This sounds too weird to be true. I mean, can't you just imagine it, and then search for it?
The answer is mostly not.
Recently there was the tale of the long-lost letter of Descartes showing up in the Haverford College library. It's a heartwarming story of a letter that was stolen in the 19th century from a European library, then making its way to a small Pennsylvanian liberal arts college, to rest quietly in their library.
Last year, a Dutch scholar, knowing of its existence, decided to do a Google search for the letter. Lo & behold, search returned a result for a catalog entry in the Haverford Macgill library.

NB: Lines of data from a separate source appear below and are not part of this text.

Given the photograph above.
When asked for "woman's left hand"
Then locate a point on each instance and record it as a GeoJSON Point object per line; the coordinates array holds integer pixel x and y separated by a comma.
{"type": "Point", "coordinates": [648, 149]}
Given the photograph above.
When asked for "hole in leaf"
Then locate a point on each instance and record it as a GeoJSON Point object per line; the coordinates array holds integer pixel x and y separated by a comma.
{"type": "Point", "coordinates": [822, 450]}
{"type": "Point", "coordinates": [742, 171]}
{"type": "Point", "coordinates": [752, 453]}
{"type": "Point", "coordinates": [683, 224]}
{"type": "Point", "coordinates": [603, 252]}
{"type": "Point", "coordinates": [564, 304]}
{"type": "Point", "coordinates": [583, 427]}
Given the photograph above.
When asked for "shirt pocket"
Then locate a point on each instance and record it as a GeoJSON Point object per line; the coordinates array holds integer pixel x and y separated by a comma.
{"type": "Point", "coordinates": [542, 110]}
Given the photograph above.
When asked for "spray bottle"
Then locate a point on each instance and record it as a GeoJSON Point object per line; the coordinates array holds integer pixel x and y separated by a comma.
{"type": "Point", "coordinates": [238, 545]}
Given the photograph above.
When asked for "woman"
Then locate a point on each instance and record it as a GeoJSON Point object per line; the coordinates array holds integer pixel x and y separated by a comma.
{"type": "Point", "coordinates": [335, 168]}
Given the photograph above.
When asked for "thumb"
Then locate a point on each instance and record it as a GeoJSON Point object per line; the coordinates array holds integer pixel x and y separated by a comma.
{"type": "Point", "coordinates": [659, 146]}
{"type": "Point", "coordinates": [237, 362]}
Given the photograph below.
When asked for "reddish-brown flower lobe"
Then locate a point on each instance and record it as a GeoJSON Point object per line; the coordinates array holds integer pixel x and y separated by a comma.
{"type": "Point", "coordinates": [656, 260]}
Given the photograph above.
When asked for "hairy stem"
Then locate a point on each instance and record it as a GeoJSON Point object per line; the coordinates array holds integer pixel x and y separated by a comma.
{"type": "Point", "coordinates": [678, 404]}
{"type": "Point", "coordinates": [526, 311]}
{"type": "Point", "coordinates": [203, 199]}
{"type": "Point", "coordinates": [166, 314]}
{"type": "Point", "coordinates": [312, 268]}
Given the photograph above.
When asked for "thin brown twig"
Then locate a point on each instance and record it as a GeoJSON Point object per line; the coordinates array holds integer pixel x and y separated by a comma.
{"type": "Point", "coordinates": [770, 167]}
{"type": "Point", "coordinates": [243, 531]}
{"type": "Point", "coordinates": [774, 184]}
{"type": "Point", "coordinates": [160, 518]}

It's a good story... but it makes the point: If you don't think to search for something, you're never going to find it!
Alas, we're hemmed in by our cognitive mind sets more than we're limited by the capabilities of search. As the Descartes letter incident shows, just because a document isn't online doesn't mean you can't find it.
For instance, one of my favorite books is Dream Machines: New freedoms through computer screens--a minority report. (Self-published book by Theodor H. Nelson, 1974) It isn't easily available, although you can buy a used copy on Amazon for $95. And many libraries just don't have a copy.
But it's pretty simple to find via Google Books. Just do a search on Google Books, then click on the "Find in a library."
And I quickly discover that it's at Stanford, just a couple of miles away. (Google can do this by handing off the book information to WorldCat, which is a meta-catalog of many libraries around the world.)
I've written about "Find in a library" before, but this time I want to emphasize that if you don't think to look, you'll never find. Don't let your imagination limit what you might try to search for.
My current favorite: [ why is a raven like a writing desk ]
(I like it because it's a riddle from Alice in Wonderland, and the story written on this by Cecil Adams of The Straight Dope, is wonderful.)